Tochi Iroku-Malize is the president of the American Academy of Family Physicians, which represents nearly 130,000 physicians, residents and medical students nationwide. Omar T. Atiq is the president of the American College of Physicians, representing internal medicine physicians, related subspecialists and medical students.
Picture this: A patient visits their primary care doctor for a bad cough. Their physician will examine vitals, ask questions about the cough, help the patient come up with a care plan and perhaps refer the patient for a chest x-ray. During this appointment, the primary care physician will ask about family life, health goals and even screen for depression. They will work closely with the patient to ensure they are adhering to medications, make certain they are up to date on cancer screenings and vaccinations and may even refer patients to a dentist or recommend an eye exam.
That’s to say, primary care visits are thoughtful, complex and all about ensuring patients’ comprehensive healthcare needs are being met.
Here's the catch, though: Current billing codes and regulations prevent physicians from being appropriately compensated for these varied, complex services.
The equation is simple and proven: Better access to primary care equals better patient health outcomes. The evidence shows U.S. adults who regularly see a primary care physician have 33% lower healthcare costs and 19% lower odds of dying prematurely than those who see only a specialist. And every $1 increase in primary care spending produces $13 in savings.
The reality is that improving primary care access keeps people out of the hospital and reduces mortality rates, all while lowering healthcare spending.
The problem is our system is set up to provide sick care, not healthcare. Decades of underinvestment have resulted in a system with too few primary care physicians, shorter patient visits and long appointment wait times.
However, the tide is beginning to turn. One physician billing code — set to go into full effect next year — is designed to compensate for the complex, high-value visits primary care physicians provide as part of a longitudinal relationship with a patient.

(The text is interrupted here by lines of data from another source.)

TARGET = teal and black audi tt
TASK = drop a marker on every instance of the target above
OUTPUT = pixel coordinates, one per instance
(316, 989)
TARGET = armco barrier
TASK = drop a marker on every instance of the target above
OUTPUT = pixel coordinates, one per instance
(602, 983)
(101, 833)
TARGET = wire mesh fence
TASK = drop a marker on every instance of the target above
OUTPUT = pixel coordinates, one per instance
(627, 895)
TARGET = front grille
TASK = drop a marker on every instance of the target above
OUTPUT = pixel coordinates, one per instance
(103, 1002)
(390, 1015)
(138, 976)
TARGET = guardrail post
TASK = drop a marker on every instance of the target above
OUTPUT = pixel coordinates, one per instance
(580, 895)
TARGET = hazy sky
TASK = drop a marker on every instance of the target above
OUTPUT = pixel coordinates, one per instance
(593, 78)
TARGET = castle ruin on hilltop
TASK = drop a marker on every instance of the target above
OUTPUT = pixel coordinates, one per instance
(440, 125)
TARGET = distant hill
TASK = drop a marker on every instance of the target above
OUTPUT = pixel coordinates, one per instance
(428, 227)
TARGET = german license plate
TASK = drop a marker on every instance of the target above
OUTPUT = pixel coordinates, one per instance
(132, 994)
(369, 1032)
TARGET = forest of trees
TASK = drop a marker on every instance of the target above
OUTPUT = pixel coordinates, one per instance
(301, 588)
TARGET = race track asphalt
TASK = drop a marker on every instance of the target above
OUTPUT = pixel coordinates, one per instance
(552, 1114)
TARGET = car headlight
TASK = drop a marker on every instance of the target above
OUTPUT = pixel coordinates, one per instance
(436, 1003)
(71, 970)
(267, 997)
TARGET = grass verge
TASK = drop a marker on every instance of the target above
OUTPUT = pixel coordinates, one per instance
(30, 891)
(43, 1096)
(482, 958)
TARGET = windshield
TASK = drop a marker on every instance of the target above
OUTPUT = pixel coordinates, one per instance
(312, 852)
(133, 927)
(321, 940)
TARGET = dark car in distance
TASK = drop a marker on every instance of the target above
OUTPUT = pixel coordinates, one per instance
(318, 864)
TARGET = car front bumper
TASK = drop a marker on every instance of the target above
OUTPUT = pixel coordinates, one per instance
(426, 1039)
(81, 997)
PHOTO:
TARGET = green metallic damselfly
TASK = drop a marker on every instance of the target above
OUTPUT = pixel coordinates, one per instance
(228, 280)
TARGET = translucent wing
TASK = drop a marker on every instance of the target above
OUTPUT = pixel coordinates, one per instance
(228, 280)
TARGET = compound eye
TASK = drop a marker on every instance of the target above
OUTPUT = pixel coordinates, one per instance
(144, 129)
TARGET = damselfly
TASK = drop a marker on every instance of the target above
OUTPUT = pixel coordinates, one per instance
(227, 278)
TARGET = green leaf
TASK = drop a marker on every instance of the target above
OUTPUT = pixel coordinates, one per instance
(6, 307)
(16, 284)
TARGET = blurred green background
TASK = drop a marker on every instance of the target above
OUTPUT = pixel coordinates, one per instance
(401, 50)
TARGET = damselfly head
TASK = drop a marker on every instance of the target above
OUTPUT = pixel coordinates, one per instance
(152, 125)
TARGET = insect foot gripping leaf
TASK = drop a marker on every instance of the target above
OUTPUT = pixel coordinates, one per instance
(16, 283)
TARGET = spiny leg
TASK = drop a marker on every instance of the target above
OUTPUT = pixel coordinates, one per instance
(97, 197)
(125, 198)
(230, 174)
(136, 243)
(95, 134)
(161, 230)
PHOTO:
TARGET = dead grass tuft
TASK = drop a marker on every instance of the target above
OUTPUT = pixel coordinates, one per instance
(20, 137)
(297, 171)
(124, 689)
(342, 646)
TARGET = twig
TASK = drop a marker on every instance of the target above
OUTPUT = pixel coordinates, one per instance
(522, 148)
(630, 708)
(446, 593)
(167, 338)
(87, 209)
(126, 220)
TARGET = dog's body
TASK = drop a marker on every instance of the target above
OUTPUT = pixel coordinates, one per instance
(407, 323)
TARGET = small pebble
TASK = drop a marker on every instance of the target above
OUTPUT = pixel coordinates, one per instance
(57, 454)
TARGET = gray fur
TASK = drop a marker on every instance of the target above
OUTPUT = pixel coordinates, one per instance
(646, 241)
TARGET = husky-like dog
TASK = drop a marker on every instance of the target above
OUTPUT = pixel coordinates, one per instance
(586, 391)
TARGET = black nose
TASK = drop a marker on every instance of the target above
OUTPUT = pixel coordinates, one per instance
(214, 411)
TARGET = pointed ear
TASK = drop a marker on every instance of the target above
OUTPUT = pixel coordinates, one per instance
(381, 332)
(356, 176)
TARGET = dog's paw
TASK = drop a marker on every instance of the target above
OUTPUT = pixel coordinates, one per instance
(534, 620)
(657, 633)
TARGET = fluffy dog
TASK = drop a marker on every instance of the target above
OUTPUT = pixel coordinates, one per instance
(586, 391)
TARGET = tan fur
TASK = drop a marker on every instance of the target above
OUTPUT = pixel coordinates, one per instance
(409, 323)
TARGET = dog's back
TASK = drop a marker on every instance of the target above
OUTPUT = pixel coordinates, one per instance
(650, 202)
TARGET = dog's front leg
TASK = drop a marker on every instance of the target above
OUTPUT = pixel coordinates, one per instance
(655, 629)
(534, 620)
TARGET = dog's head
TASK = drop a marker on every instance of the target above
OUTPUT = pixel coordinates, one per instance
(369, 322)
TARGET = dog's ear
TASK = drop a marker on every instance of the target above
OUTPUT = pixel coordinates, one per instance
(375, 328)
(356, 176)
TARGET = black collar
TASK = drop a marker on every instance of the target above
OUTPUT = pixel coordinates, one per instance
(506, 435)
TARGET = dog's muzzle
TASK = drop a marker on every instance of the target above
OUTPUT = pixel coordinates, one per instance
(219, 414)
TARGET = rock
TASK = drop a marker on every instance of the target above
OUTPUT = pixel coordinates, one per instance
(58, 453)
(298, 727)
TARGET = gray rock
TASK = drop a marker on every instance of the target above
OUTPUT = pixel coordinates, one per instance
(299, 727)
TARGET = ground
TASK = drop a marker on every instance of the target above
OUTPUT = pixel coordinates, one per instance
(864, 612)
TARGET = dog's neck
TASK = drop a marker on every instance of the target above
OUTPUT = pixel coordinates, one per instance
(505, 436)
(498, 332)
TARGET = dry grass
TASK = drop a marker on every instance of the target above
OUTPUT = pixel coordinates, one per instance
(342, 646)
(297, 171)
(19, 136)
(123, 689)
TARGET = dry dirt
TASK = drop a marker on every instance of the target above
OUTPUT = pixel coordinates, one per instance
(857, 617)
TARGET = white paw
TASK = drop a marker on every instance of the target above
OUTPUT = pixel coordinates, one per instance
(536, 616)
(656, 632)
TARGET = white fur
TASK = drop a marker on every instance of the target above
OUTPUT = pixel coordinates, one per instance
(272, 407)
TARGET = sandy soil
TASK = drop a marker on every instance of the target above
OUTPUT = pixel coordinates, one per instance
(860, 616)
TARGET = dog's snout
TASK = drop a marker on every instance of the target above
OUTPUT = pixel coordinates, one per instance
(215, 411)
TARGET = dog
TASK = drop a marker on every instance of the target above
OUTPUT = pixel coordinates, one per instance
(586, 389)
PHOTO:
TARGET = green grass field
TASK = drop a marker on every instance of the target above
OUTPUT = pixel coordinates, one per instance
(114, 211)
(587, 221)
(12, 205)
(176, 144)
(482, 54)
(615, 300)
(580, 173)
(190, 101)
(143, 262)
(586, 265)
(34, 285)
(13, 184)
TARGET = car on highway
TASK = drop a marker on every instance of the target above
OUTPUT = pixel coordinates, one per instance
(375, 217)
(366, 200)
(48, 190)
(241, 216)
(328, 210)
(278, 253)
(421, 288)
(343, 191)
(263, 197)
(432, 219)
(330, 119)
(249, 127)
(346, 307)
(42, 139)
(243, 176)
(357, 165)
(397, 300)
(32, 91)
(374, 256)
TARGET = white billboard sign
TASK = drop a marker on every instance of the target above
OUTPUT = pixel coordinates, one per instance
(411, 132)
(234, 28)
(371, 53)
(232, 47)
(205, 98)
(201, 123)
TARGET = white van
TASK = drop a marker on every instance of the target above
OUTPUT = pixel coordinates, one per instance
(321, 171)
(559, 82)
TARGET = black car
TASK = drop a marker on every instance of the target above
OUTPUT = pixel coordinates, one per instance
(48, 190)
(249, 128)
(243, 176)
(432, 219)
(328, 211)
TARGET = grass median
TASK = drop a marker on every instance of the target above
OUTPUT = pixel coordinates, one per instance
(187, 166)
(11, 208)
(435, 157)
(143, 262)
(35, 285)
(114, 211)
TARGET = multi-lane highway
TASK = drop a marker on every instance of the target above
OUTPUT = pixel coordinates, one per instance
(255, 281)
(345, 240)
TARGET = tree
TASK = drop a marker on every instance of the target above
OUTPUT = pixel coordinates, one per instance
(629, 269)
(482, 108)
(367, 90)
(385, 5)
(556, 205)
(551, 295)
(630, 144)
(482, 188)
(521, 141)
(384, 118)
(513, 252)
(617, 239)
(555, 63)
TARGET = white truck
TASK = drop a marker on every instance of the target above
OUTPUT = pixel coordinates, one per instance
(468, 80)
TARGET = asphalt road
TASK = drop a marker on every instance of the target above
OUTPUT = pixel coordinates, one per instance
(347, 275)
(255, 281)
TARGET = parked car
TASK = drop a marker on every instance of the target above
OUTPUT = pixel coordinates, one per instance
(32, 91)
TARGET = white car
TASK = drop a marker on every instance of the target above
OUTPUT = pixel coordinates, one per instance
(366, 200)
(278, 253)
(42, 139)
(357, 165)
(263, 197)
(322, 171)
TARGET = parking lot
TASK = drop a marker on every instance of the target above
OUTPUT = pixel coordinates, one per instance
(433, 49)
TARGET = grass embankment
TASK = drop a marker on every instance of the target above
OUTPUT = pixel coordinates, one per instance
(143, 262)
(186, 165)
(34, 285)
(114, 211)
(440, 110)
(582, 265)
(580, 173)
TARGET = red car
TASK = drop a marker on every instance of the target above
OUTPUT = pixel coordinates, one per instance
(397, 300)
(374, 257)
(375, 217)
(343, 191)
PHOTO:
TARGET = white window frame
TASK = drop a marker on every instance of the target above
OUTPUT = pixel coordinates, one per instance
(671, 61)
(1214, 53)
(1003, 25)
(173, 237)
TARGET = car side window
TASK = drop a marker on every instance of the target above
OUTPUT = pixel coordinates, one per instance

Medicare pays for physician services based on the cost of providing those services — everything from the physician’s time to the crunchy paper you sit atop on the exam table. The physician billing code known as G2211 allows physicians to capture the full scope of their visits with their patients. It is a direct investment in the evidence-based, whole-person primary care that patients need. It pays for all the added work and resources required to provide ongoing, holistic care, such as modifying medication doses, providing referrals to and coordinating with several specialists, administering vaccines, providing preventive screenings and counseling on sleeping, eating and exercising.
G2211 fits squarely into the above equation — by more appropriately valuing and paying for primary care, it ensures better patient access and leads to better patient health outcomes. It’s a step toward rectifying the compensation disparities that have contributed to a glaring workforce shortage, with an estimated up to 48,000 primary care physicians needed by 2034. Most importantly, it allows practices to keep their doors open so they can continue to provide the high-quality, affordable care patients need.
However, this long overdue payment correction for primary care is at risk.
Rather than delaying or denying the implementation of G2211, it is critical that Congress address the root cause of the problem: an outdated Medicare physician payment system. Law requires that Medicare spending on physician services remain flat year over year, without any built-in adjustment to account for inflation. As a result, Medicare physician payments have failed to keep up with the cost of running a physician practice. The current payment system also includes an arbitrary budget neutrality requirement that unnecessarily pits physician specialties against one another — thus leading to some specialties opposing the implementation of G2211 due to it having a negative impact on their payments.
The requirement for budget neutrality also hamstrings CMS’ ability to ensure physicians are paid appropriately for all the services patients need and undermines needed investments in primary care. This is why primary care physicians are calling on Congress to ensure G2211 goes into effect as planned in 2024. This approach ensures some stability and more appropriate payment for primary care payment while we work to address these larger issues.
Fixing a flawed Medicare payment system cannot come at the expense of primary care. The call to action has never been clearer: Do not delay G2211. Congress must address the broader issues of budget neutrality and the lack of inflationary updates in the physician fee schedule to stop unnecessary payment reductions and enable Medicare to meet the needs of a growing and aging population. The bottom line is that G2211 is not just about ensuring physicians are adequately paid. It is about protecting patients’ access to the comprehensive, longitudinal, high-value primary care they need.